The piece isn’t done, but it’s far enough along to share, I think. To my mind, this piece is among the most compelling that we’ve put together. At the same time, I suspect we’ll work to balance the sensational with the everyday as we add a few more “hundreds” to assemblage, but the rhythm of encounters presented here feel quite authentic to me.
The Bakken Hundreds
The Bakken Hundreds is an experiment in understanding six seasons of archaeological fieldwork in North Dakota’s Bakken oil patch (2012-2018). Our study focused in particular on workforce housing during the Bakken boom and involved both archaeological documentation and hundreds of hours of interviews. The authors alternated presenting 100 word statements from our notebooks, interviews, and publications loosely following the method of composition used by Lauren Berlant and Kathleen Stewart in their book, The Hundreds (2019). The passages offer a window into the material and social conditions of the Bakken as well as the authors’ reading of these conditions.
(MC 65) Riker Brown, Camp Owner, August 21, 2013, ($106.42–West Texan Intermediate Crude Price per Barrel at that time)

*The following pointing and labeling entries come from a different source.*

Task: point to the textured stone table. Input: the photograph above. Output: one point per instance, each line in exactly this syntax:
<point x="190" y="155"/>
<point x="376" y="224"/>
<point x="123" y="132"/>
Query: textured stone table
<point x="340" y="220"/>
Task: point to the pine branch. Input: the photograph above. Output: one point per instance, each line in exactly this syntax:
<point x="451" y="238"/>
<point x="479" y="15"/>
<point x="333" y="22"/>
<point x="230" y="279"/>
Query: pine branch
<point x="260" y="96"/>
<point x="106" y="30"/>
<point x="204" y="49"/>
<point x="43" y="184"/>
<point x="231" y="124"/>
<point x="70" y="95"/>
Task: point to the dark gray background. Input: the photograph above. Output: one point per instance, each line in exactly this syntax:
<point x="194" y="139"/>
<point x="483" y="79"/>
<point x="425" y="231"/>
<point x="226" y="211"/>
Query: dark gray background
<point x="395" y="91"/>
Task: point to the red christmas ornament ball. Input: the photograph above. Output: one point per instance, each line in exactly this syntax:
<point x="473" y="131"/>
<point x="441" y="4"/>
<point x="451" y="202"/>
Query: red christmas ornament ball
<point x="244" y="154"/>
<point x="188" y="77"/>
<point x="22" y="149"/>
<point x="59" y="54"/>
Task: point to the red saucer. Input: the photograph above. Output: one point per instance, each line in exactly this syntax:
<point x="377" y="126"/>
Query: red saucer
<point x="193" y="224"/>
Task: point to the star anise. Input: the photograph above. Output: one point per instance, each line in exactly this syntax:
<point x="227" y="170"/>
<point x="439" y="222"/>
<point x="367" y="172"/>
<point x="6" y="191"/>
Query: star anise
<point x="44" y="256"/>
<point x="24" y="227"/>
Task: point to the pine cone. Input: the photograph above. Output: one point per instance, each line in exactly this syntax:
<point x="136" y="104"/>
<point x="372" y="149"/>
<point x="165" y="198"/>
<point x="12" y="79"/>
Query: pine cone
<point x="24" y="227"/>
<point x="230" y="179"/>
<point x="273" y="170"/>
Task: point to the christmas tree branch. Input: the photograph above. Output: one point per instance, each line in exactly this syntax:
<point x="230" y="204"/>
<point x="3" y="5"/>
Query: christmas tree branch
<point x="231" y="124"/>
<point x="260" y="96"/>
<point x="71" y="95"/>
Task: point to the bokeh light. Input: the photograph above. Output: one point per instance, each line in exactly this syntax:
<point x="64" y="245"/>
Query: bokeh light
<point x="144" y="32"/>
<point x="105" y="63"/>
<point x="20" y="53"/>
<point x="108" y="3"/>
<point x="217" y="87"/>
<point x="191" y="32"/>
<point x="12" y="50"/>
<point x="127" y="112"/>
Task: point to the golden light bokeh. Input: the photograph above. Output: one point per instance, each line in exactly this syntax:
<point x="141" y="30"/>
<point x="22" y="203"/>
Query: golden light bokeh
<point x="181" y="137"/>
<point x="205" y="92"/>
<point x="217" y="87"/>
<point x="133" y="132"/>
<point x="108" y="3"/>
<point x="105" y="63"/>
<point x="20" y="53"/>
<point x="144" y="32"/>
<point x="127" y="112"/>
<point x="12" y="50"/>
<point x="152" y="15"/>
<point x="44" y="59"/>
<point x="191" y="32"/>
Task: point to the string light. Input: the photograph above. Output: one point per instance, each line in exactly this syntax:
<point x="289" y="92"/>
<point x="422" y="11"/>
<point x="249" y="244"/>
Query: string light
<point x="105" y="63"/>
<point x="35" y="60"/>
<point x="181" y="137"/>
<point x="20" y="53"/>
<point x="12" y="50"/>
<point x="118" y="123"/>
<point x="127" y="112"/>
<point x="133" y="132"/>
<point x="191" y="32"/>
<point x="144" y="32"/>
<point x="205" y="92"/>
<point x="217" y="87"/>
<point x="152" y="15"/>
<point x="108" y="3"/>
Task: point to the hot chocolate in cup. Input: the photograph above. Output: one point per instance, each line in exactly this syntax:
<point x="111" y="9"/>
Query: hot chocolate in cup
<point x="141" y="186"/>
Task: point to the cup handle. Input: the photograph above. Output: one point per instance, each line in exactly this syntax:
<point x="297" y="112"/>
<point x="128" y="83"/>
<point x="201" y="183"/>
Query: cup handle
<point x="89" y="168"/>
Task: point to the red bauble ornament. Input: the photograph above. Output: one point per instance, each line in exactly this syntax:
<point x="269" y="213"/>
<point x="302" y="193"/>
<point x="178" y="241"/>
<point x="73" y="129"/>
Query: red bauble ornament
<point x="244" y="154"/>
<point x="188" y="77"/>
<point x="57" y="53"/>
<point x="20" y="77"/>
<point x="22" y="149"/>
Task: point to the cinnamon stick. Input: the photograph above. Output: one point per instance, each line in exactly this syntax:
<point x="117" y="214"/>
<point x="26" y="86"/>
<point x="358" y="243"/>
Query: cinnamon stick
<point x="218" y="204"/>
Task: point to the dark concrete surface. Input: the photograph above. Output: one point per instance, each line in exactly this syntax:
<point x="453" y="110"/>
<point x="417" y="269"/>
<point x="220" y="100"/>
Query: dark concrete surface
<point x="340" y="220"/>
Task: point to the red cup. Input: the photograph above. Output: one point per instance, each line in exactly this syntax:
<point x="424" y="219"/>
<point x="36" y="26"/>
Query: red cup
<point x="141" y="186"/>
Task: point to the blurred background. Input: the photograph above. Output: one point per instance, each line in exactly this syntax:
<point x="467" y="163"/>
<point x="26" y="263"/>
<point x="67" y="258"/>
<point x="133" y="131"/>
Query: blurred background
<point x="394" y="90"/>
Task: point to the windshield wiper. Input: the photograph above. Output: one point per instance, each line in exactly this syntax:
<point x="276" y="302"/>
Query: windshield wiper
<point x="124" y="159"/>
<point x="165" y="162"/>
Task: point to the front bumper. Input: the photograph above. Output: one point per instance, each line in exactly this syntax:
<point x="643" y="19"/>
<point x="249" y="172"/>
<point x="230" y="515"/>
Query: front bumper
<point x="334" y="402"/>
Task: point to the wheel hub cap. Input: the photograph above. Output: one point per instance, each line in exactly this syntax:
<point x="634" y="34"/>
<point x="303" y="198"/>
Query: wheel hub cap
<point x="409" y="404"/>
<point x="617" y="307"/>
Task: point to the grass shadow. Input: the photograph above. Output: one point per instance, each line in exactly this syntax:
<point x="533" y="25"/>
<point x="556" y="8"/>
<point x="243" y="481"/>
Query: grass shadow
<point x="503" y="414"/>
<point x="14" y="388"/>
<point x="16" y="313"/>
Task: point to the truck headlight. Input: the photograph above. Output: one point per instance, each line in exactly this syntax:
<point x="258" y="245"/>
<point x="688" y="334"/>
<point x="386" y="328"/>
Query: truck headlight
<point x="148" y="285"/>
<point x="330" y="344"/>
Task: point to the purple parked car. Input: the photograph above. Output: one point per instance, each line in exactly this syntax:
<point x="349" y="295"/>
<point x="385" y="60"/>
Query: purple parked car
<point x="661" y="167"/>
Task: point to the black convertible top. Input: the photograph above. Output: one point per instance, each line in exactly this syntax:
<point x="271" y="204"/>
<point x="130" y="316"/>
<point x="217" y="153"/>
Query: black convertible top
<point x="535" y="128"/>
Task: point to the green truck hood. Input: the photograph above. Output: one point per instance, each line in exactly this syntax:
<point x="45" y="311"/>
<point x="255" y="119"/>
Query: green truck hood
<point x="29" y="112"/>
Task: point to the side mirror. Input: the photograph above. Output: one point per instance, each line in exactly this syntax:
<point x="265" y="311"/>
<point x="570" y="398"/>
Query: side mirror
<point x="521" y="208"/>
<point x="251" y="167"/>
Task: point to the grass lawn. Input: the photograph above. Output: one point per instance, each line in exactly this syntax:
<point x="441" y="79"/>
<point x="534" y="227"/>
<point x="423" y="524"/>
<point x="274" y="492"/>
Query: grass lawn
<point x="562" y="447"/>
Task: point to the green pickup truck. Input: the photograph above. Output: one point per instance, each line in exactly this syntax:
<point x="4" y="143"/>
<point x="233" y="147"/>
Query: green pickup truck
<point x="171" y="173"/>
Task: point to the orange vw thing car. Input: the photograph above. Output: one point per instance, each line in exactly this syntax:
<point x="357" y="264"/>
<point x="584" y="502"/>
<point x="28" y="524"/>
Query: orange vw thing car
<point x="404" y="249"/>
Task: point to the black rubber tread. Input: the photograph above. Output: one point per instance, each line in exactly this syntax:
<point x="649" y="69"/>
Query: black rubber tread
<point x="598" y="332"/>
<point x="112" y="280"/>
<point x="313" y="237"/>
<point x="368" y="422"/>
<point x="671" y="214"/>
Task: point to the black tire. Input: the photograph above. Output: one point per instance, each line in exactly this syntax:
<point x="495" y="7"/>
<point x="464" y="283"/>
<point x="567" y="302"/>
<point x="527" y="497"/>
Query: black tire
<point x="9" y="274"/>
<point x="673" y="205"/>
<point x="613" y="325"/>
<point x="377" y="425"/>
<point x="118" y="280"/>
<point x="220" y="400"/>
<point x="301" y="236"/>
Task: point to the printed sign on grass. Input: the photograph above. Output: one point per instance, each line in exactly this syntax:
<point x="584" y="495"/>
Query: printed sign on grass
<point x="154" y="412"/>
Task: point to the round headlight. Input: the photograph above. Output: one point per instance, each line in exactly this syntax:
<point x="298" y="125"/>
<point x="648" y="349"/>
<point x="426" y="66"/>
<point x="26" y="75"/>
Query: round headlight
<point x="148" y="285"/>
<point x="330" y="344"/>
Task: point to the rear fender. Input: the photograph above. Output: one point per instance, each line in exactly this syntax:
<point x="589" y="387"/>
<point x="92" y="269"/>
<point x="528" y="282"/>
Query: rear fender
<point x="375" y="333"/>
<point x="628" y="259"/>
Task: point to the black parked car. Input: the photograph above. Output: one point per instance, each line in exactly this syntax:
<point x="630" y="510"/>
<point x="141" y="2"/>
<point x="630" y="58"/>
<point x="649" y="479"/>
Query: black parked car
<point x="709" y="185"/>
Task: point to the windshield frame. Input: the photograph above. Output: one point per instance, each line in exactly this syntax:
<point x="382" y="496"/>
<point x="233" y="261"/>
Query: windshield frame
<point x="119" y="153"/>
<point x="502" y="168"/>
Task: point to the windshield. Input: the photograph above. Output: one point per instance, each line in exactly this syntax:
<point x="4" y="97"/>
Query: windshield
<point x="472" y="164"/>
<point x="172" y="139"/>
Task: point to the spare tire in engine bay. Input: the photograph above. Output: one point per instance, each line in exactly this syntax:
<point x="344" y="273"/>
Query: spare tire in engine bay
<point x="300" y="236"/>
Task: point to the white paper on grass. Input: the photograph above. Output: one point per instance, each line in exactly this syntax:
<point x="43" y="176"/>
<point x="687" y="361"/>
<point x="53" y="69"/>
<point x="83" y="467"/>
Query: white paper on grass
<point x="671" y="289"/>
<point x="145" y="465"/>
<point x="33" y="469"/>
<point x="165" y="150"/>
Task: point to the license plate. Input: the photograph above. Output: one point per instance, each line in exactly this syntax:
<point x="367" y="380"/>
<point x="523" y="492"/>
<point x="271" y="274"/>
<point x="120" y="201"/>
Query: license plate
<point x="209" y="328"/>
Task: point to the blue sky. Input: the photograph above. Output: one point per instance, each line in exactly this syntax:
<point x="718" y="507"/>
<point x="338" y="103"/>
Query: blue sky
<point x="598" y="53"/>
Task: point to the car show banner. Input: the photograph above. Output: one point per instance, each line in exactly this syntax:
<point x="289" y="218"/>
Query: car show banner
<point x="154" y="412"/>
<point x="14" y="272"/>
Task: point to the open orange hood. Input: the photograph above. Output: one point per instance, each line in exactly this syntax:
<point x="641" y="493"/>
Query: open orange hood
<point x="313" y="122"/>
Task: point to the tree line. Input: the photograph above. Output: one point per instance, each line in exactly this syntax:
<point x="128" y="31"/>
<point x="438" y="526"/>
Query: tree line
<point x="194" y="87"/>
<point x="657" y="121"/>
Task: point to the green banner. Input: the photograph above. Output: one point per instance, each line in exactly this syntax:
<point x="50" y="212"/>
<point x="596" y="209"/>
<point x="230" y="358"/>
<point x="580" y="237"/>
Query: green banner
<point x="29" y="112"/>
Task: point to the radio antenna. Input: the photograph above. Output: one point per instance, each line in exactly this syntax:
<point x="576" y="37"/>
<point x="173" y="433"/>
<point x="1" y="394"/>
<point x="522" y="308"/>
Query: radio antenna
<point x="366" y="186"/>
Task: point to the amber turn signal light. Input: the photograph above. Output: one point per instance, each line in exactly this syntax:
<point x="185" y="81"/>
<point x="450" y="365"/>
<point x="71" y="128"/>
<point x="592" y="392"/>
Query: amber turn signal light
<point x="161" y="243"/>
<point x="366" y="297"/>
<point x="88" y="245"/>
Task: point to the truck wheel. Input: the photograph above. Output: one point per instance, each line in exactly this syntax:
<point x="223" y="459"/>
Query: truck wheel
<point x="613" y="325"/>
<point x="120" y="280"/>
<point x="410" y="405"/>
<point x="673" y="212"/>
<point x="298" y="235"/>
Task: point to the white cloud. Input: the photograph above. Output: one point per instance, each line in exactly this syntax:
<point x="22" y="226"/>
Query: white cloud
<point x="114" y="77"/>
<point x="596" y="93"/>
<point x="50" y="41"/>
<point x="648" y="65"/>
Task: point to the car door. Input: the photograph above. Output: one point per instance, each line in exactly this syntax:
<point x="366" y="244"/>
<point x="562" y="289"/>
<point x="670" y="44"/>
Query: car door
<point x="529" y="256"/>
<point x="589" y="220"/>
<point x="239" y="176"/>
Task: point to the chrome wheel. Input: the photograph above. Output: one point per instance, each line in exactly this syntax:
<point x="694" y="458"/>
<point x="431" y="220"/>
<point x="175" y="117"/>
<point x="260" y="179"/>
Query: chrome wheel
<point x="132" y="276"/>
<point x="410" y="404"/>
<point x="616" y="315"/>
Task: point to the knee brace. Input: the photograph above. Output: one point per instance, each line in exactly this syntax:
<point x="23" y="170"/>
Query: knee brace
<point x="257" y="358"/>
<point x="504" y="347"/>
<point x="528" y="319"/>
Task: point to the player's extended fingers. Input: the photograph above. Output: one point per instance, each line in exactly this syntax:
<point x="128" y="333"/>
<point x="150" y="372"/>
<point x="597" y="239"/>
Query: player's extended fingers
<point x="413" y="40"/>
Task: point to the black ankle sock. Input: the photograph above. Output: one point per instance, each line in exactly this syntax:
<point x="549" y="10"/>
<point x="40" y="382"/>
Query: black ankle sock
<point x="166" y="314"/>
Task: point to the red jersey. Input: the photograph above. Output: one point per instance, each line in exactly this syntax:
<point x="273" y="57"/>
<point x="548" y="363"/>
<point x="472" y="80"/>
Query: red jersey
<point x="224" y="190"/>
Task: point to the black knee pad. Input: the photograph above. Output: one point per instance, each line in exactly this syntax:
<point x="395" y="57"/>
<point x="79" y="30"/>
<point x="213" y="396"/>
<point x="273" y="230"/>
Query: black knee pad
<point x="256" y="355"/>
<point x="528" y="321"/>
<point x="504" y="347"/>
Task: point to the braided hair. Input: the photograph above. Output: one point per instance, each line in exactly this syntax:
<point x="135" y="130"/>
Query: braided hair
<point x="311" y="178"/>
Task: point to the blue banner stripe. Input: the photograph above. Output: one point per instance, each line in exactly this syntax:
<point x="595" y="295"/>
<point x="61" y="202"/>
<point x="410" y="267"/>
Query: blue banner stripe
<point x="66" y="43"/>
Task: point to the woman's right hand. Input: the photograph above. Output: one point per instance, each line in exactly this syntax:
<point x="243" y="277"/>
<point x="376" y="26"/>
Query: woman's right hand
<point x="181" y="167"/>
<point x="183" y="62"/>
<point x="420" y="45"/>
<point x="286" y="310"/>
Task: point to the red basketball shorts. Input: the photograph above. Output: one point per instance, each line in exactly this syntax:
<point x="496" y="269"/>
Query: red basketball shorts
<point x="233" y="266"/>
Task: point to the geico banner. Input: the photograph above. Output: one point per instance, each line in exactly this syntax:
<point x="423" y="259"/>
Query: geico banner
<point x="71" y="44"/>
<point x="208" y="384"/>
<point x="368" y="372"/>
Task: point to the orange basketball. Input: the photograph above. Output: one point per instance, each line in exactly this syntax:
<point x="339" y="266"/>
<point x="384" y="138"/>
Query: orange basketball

RB :Right. So we went with the RVs and actually, this is like a family park. We have kids on bikes and dogs. We promote families, dogs, kids. So it’s temporary housing but some of these people bring their families for the summer and they’ll go back for the winter, but they’ll stay here.
Bret Weber (BW): Mom and the kids are here when school’s out?
(MC 40) Camp Manager, July 31, 2015 ($47.12)
The owner was interested in transitioning the RV park to a more permanent mobile home park. This involved fixing significant code violations – especially the water and sewage pipes being in the same trench – and installing a $500,000 septic system. Camp makes no money. Despite the optimism, the camp appears rather rough with abandoned RVs, lots of abandoned equipment, and a run down playground. Some trash. Owner noted the difficulties in keeping the camp clean. Thinking of installing wind breaks, trees, and snow fences. – Caraher Notes on Blaisdell RV Park
(MC 75) Diane Skillman, camp resident, October 4, 2014 ($89.74)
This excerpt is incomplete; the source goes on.